The front page of The Daily Telegraph today sports an "exclusive" by Charles Clover headed "Health advice to eat more fish 'is threatening stocks'".
It trails the impending publication (due out tomorrow) by the Royal Commission on Environmental Pollution following "an 18-month investigation of over-fishing", and retails one of 60 recommendations for "radical change" in Government policy to emerge from the report.
That recommendation is that government advice that people should eat two portions of fish a week should be scrapped because rising consumption could destroy depleted fishing grounds.
Clover also builds in another "scoop". The Prince of Wales has been prevailed upon to lend his name to an op-ed in the Telegraph, where he endorses the Royal Commission's call for urgent action to protect the marine environment and future food supplies.
Edging into dangerous political territory, he singles out for particular criticism the "appalling" destruction of dolphins and porpoises by trawlers catching bass in the Channel as an example of the multiple failures of the EU's Common Fisheries Policy.
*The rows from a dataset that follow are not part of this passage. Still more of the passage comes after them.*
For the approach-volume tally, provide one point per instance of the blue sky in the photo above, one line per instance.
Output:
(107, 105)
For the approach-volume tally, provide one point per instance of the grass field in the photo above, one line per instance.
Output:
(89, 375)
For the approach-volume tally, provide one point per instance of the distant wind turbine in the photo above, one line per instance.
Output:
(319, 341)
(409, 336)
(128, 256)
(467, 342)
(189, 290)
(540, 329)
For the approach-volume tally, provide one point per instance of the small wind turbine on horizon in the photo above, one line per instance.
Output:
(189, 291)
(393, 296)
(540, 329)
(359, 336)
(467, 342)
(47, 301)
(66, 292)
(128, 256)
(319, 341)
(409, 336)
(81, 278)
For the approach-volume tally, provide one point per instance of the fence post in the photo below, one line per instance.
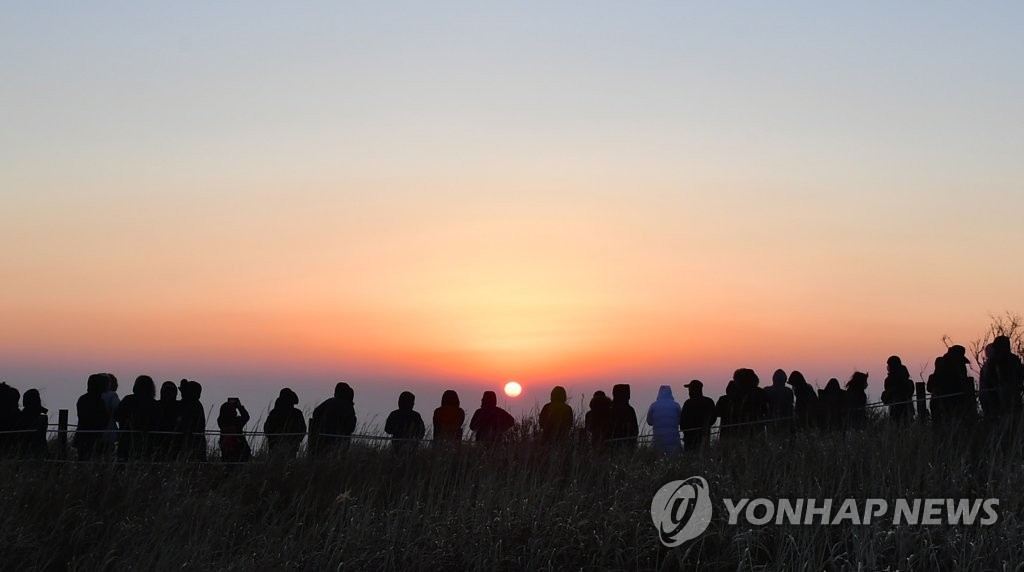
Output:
(62, 434)
(922, 401)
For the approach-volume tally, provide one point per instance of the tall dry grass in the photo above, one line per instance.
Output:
(512, 508)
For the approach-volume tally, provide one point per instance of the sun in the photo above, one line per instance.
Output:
(513, 389)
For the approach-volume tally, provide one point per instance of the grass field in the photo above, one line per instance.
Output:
(517, 507)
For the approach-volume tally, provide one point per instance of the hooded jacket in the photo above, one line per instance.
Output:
(491, 422)
(449, 419)
(663, 415)
(556, 418)
(624, 418)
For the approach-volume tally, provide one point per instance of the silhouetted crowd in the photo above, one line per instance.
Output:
(172, 426)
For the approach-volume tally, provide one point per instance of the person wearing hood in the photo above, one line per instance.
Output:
(805, 408)
(9, 416)
(136, 415)
(780, 402)
(33, 420)
(663, 416)
(449, 419)
(285, 426)
(333, 422)
(856, 400)
(1001, 380)
(192, 421)
(491, 422)
(598, 420)
(951, 389)
(696, 418)
(231, 423)
(625, 427)
(897, 391)
(92, 416)
(404, 425)
(833, 400)
(751, 400)
(727, 410)
(112, 400)
(556, 418)
(164, 442)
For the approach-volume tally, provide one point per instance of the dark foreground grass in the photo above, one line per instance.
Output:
(516, 508)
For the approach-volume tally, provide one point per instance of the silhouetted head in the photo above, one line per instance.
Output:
(8, 397)
(745, 379)
(144, 387)
(450, 398)
(168, 391)
(97, 384)
(858, 382)
(695, 388)
(406, 401)
(1001, 344)
(190, 391)
(288, 397)
(489, 399)
(665, 393)
(33, 402)
(343, 392)
(558, 395)
(621, 393)
(227, 412)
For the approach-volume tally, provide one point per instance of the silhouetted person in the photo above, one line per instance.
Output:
(112, 401)
(136, 415)
(192, 421)
(556, 418)
(625, 427)
(951, 389)
(833, 402)
(231, 422)
(166, 445)
(805, 407)
(334, 422)
(9, 418)
(285, 426)
(35, 421)
(780, 401)
(856, 400)
(753, 404)
(696, 416)
(92, 416)
(663, 416)
(491, 422)
(404, 425)
(727, 409)
(449, 419)
(898, 391)
(598, 420)
(1001, 380)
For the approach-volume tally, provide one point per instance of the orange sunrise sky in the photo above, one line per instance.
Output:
(451, 195)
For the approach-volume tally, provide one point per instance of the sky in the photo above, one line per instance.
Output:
(427, 195)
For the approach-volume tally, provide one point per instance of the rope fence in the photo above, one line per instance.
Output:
(62, 429)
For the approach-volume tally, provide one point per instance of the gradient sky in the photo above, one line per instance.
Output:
(432, 194)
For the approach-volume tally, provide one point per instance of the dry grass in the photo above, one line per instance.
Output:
(519, 507)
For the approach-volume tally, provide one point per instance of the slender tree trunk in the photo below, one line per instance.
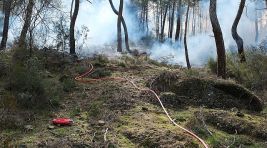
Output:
(256, 27)
(119, 21)
(237, 38)
(185, 41)
(157, 20)
(7, 10)
(126, 36)
(163, 23)
(178, 24)
(27, 23)
(72, 27)
(172, 19)
(221, 61)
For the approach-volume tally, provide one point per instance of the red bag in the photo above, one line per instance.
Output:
(62, 121)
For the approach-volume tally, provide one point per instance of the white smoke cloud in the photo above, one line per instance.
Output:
(102, 24)
(202, 46)
(99, 18)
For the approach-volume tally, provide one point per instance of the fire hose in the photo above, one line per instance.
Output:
(80, 79)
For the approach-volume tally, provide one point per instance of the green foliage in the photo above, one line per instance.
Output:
(191, 73)
(95, 108)
(100, 61)
(26, 82)
(252, 74)
(101, 72)
(81, 69)
(212, 65)
(54, 92)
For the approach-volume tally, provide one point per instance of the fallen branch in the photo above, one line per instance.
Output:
(105, 135)
(80, 79)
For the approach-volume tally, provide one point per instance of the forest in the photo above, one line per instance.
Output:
(133, 73)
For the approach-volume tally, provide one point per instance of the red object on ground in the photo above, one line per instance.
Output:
(62, 121)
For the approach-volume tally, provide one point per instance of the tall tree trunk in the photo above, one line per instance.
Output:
(7, 10)
(256, 27)
(178, 24)
(237, 38)
(72, 27)
(221, 58)
(163, 24)
(172, 19)
(126, 36)
(185, 41)
(27, 23)
(119, 39)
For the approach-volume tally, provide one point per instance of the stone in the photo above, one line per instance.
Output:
(50, 127)
(101, 123)
(239, 114)
(28, 127)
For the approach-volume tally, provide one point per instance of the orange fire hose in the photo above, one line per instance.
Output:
(80, 79)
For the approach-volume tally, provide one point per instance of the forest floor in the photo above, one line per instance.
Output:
(110, 113)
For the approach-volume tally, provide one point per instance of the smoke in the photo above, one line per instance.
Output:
(101, 21)
(1, 24)
(202, 46)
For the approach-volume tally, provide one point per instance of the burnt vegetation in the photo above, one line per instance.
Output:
(48, 70)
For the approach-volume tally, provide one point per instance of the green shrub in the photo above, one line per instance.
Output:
(252, 74)
(54, 91)
(100, 61)
(26, 83)
(81, 69)
(95, 108)
(100, 72)
(212, 65)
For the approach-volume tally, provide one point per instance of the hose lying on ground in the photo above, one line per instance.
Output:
(80, 79)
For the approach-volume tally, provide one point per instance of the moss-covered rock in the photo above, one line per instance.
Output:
(207, 92)
(232, 124)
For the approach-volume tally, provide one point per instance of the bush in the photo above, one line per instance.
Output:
(212, 65)
(25, 81)
(54, 91)
(81, 69)
(252, 74)
(95, 108)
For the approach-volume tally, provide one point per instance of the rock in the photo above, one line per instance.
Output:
(63, 78)
(50, 127)
(239, 114)
(144, 109)
(47, 74)
(28, 127)
(22, 146)
(101, 123)
(170, 99)
(211, 93)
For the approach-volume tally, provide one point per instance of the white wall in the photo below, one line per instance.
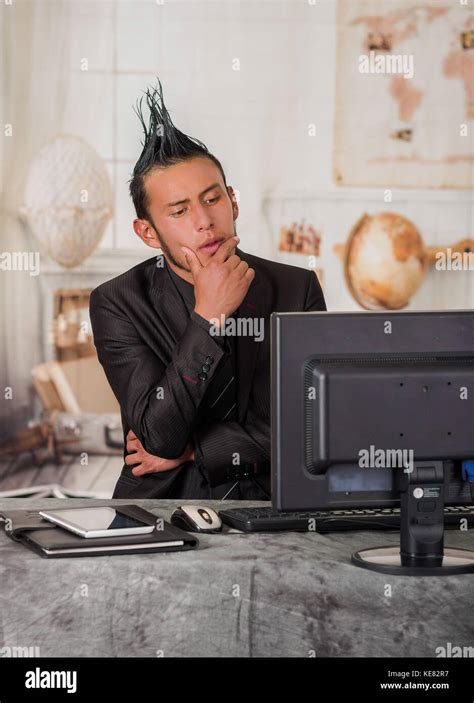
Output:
(254, 119)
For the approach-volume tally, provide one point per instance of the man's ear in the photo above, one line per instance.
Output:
(233, 198)
(147, 234)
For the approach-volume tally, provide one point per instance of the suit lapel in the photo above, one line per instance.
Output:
(174, 316)
(254, 305)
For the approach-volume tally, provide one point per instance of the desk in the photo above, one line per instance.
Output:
(239, 595)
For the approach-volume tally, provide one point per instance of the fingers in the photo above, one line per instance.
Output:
(250, 274)
(242, 268)
(132, 459)
(193, 260)
(225, 250)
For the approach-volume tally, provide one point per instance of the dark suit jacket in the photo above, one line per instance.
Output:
(152, 352)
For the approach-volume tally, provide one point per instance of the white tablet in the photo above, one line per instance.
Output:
(96, 522)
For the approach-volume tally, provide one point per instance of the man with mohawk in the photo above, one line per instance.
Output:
(184, 336)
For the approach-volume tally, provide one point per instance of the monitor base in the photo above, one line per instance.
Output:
(386, 560)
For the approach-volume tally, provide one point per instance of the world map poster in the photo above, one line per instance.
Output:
(404, 94)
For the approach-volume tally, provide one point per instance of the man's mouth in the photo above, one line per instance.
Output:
(212, 246)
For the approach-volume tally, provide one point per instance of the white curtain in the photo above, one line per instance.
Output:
(37, 99)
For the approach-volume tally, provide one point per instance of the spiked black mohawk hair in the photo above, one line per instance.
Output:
(163, 145)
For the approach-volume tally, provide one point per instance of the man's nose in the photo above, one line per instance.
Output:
(201, 218)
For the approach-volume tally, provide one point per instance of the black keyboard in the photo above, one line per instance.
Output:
(269, 520)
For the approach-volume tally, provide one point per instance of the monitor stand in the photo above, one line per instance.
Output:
(421, 551)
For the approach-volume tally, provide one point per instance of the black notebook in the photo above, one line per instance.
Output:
(48, 540)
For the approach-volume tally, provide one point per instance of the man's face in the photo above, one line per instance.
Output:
(188, 205)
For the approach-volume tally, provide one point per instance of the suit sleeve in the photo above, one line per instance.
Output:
(217, 444)
(159, 401)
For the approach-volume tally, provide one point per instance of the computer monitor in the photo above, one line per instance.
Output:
(376, 409)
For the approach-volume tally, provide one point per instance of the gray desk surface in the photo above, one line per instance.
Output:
(274, 594)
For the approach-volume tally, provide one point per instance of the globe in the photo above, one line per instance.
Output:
(385, 261)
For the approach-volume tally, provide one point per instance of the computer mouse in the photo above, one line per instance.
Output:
(196, 518)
This, in fact, is an example of a humiliating rebuff delivered by the commission to fisheries minister Ben "Rear Admiral" Bradshaw. After he and his predecessor Elliot Morely had committed to stopping high-speed pair trawling for Bass on the Western Approaches - cited as the cause of the carnage – Bradshaw went cap in hand to the commission asking for a ban, only to have his entreaties rejected on the grounds of "insufficient proof of damage' See links, here, here and here.
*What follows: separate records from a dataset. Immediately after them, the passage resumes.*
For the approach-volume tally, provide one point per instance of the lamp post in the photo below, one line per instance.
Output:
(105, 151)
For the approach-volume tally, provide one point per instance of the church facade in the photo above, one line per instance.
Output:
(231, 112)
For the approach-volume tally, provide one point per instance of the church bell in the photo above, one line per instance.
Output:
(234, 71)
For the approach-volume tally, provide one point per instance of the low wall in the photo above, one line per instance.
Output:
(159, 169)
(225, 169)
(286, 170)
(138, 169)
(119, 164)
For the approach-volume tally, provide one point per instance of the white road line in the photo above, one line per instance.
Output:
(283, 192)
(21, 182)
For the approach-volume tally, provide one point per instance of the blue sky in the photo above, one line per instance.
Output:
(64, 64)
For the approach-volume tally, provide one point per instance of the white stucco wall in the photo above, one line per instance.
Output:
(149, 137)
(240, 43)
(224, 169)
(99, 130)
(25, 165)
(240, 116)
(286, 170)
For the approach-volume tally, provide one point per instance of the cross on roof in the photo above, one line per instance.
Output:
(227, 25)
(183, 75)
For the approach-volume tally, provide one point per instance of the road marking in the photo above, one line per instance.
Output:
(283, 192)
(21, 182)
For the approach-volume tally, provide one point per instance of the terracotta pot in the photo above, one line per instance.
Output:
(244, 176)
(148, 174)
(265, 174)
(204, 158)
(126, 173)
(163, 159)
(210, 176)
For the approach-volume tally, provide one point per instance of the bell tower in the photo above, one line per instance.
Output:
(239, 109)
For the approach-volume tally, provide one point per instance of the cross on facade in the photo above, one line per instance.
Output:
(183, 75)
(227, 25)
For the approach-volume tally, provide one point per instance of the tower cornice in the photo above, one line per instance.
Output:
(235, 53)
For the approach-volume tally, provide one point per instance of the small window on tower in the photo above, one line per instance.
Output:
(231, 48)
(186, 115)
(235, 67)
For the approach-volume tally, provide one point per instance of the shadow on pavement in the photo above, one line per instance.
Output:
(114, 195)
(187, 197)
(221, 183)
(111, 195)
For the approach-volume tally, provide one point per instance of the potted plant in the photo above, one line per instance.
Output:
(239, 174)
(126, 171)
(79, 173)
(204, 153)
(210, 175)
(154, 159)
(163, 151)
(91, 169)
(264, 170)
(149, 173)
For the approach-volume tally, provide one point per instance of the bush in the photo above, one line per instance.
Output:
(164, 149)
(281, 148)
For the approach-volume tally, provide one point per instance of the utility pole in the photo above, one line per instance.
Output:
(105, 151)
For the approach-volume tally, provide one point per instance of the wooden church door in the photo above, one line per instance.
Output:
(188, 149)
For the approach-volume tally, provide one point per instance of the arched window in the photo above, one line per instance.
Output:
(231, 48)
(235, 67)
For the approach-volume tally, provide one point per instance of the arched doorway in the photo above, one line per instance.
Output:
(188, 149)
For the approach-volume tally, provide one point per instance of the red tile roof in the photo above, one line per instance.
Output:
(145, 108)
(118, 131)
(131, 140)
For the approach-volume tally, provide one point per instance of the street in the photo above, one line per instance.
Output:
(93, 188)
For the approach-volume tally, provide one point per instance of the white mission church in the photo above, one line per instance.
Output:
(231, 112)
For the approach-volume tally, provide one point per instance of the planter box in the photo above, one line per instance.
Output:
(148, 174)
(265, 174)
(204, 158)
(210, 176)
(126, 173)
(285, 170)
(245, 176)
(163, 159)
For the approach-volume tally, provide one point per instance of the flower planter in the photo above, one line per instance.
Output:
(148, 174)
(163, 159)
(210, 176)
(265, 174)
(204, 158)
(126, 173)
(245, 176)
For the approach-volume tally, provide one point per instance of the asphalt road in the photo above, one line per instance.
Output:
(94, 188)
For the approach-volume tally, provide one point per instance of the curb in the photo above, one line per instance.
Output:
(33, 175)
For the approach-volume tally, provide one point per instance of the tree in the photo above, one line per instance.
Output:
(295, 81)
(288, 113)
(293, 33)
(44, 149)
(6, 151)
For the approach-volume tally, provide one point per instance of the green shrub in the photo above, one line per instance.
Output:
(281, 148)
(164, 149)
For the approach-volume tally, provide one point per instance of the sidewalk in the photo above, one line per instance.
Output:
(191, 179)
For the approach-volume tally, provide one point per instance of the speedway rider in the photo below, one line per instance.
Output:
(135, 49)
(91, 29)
Returning to the Clover story, however, he still buys in to the oft-repeated canard of "over-fishing" causing the problems, citing the Royal Commission, which argues that "the Treasury must face up to the Government's responsibility for allowing over-fishing and pay fishermen off when they are put out of business by such recovery measures."
We will examine to Commission's report with interest but, on the basis of today's report, it looks very much as if the Commission is ignoring that huge "elephant in the room" – the European Union – which dictates which fishing vessels have access to UK waters, under the doctrine of "equal access".
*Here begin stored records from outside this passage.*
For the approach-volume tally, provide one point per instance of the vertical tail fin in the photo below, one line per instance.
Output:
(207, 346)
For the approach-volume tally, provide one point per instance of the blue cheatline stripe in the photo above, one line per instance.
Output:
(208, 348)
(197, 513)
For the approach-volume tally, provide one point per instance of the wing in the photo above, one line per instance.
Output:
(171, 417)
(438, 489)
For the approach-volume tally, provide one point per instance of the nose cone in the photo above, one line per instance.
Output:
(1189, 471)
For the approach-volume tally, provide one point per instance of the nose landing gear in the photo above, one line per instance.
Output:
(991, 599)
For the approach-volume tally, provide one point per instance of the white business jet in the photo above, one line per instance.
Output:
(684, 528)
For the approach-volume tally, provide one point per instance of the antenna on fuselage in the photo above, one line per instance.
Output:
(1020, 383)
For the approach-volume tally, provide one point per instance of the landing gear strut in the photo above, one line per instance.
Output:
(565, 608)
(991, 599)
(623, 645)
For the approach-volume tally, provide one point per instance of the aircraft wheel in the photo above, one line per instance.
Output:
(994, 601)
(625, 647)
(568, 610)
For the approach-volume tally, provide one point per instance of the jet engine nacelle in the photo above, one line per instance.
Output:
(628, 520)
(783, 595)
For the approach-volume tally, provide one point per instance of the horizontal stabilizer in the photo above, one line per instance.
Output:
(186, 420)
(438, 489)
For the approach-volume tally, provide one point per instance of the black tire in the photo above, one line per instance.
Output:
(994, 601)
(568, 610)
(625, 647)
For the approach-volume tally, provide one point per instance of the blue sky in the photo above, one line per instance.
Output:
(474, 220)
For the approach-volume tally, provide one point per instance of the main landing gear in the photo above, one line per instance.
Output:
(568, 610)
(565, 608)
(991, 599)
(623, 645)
Nevertheless, Clover is beginning to show some understanding some of the issues. Writing of the EU commission's attempt to preserve Cod stocks – by closing down whole fisheries, in which mixed stocks of Cod and Haddock abound - for the first time he makes reference to selective fishing, offering the hesitant criticism that it is not clear whether the EU commission has any intention of recommending selective methods that are used in other countries to catch haddock without catching cod.
This is something that the commission has been notoriously slow to accept, yet techniques are available – and well-proven – which allow fishermen to "surgically extract" Haddock in mixed fisheries, without touching the Cod.
The Prince of Wales hints at this dereliction, writing that "The most generous interpretation that can be put on the present situation is that we are just about managing the inexorable decline of our fisheries."
He adds that no one could be unmoved by the desperate consequences for fishermen and their families. But he is "confident that, with decisive action and proper long-term management, it should be possible to achieve greater numbers of fish and higher catches."
That is true. It is entirely possible to both increase catches and end up with an increased biomass, given good fisheries management techniques. But those techniques are never going to be applied as long as UK waters come under the leaden jurisdiction of the CFP.
Next week, on 13 December, the Conservative Party is to publish its proposals for a detailed fisheries management system, under national and local control, to replace the CFP, thus honouring Michael Howard’s commitment that a Conservative government will repatriate the CFP. This may prove the last hope for UK fisheries, before the damage done by the EU becomes irreparable.
Without giving too much away, it will place the responsibility for the decline in fish stocks squarely at the feet of the current management - the European Union. Watch this space.